West Africa faces acute food shortages
quarta-feira, abril 19, 2023
The number of people without regular access to safe and nutritious food is expected to reach 48 million during the June-August lean season, according to a regional food security analysis presented by the UN's World Food Programme (WFP), humanitarian agency OCHA, Food and Agriculture Organization (FAO) and children's agency UNICEF.
This is driven in part by the plight of countries in the semi-arid Sahel region south of the Sahara desert, including Mali and Burkina Faso, which are fighting an Islamist insurgency that has killed thousands and displaced some 2.5 million.
A record 45,000 people in the Sahel are expected to face a catastrophic famine, a level just below hunger, according to the agencies.
The fighting has cut off food supply routes in parts of the Sahel and other flashpoints around Lake Chad and in the Central African Republic, said Alexandre Lecuziat, WFP's senior emergency preparedness and response consultant. "We see areas completely blocked," he told a joint news conference in Dakar, explaining how the high cost of renting helicopters to reach these zones depletes the funds available for the purchase of food.

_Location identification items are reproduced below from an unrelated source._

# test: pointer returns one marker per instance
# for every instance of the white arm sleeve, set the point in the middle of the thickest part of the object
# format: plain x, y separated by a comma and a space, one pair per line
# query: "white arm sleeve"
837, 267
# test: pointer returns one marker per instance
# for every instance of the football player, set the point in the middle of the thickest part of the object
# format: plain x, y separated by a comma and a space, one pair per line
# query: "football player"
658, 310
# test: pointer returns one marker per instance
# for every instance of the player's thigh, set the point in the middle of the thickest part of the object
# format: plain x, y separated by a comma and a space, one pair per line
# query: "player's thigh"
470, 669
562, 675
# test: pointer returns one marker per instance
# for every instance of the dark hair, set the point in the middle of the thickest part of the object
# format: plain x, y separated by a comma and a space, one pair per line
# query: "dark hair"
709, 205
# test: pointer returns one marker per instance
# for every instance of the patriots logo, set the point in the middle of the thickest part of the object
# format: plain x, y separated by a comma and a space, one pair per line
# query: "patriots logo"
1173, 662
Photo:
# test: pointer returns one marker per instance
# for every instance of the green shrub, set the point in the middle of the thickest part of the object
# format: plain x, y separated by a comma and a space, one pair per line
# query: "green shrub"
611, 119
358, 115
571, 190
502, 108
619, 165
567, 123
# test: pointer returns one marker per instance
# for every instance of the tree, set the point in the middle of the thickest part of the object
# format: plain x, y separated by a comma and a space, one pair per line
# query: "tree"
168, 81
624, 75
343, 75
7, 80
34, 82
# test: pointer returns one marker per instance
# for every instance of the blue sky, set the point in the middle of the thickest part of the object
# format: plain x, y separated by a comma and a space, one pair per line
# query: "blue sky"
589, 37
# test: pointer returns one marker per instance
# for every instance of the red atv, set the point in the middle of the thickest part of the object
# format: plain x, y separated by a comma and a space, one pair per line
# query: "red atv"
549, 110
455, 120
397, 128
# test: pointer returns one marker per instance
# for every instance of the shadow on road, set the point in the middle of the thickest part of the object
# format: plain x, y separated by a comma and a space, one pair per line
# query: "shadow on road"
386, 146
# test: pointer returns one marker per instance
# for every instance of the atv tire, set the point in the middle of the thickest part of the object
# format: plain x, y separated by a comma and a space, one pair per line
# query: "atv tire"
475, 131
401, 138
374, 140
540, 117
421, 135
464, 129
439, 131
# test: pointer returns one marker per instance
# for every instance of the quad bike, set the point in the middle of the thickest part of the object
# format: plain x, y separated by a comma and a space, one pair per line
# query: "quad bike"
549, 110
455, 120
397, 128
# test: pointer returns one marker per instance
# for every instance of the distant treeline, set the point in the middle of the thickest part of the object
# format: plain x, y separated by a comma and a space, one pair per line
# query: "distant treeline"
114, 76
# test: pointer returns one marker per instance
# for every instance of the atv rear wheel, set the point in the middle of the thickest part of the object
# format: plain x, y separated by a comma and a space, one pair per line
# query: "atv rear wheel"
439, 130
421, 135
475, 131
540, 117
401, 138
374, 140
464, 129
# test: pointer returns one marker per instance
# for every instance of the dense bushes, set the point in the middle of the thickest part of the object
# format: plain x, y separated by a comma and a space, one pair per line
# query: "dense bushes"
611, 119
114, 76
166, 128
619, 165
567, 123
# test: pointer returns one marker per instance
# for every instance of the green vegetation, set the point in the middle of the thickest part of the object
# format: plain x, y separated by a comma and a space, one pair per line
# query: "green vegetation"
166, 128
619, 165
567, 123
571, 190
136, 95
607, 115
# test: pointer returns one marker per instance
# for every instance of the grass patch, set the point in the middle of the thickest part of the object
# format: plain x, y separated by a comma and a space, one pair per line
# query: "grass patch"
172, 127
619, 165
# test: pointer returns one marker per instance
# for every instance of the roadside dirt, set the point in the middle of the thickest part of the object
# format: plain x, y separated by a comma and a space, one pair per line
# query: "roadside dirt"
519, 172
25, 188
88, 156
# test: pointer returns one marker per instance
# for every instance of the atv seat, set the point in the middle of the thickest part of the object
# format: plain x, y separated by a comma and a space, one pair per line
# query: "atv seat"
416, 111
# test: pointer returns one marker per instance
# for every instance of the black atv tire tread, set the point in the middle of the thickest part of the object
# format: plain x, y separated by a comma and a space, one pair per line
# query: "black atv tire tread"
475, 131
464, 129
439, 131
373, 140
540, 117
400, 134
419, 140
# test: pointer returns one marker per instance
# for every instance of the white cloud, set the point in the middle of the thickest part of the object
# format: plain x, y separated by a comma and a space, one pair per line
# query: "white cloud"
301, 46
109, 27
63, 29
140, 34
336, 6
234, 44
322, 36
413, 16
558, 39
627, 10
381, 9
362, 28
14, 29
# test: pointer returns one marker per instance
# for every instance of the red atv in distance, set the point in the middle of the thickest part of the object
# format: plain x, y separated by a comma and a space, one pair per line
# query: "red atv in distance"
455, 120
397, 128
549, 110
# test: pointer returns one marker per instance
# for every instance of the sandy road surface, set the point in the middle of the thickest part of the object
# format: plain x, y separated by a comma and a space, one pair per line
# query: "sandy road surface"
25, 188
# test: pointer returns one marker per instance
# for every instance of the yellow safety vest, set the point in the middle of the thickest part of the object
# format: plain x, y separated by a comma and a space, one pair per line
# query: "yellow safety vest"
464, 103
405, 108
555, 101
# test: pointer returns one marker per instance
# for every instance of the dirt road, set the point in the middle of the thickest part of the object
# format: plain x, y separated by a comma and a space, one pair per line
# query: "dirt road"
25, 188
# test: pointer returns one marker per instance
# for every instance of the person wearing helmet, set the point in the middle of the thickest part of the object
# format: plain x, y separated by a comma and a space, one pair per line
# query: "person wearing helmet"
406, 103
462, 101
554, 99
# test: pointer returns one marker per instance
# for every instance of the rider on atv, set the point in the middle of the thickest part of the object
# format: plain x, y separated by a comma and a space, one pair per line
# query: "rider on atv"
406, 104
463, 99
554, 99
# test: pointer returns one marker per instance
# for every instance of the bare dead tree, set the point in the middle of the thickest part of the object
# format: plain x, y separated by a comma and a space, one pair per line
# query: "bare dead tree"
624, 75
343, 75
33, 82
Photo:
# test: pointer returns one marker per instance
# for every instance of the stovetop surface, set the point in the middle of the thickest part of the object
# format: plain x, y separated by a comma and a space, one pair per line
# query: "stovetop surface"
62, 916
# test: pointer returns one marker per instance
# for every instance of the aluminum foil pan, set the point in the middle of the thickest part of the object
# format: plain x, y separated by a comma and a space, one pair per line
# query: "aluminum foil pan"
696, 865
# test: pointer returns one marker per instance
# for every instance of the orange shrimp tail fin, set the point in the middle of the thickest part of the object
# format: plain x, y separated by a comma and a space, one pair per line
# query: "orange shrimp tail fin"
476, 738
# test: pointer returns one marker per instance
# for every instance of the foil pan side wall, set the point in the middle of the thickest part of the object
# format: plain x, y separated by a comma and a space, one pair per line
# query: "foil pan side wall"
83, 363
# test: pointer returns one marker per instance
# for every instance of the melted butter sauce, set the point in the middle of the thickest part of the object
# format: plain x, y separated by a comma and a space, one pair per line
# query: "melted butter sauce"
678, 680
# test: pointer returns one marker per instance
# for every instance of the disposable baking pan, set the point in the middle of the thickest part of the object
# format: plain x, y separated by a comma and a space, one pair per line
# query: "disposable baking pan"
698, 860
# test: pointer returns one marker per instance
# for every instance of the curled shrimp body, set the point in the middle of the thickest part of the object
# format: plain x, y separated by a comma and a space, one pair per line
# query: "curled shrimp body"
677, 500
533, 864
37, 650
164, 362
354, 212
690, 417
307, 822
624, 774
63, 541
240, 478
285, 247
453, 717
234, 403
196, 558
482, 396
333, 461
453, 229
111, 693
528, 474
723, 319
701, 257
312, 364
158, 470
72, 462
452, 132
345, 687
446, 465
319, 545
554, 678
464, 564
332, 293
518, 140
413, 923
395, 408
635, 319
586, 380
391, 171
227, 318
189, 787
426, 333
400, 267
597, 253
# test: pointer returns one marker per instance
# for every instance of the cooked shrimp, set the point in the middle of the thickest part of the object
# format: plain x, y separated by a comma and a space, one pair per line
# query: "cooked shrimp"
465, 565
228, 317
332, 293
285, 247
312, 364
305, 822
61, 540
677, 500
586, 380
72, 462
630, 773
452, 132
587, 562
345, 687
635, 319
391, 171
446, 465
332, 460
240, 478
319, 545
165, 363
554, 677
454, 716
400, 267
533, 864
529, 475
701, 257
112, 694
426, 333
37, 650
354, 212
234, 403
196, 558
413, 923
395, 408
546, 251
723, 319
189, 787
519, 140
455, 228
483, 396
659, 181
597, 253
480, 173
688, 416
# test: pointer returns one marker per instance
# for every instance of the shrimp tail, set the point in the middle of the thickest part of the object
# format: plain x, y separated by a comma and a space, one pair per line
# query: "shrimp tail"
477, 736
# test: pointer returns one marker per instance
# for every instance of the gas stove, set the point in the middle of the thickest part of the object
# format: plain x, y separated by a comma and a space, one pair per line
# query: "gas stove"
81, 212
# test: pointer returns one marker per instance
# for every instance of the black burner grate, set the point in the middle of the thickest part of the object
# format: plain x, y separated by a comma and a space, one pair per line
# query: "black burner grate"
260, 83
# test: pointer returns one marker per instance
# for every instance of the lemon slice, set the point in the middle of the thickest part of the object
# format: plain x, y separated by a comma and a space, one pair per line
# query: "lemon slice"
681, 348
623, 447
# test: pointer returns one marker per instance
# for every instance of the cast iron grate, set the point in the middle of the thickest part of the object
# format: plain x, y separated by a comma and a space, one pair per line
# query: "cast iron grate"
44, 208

Overall, WFP faces a $900 million deficit this year in the region, he said. The predicted food shortages mean that about 16.5 million children under the age of five face acute malnutrition this year, according to the analysis.
The region's dependence on imports has made it vulnerable to high global inflation rates, although many parts of West Africa saw better rainfall in 2022 and an increase in cereal production.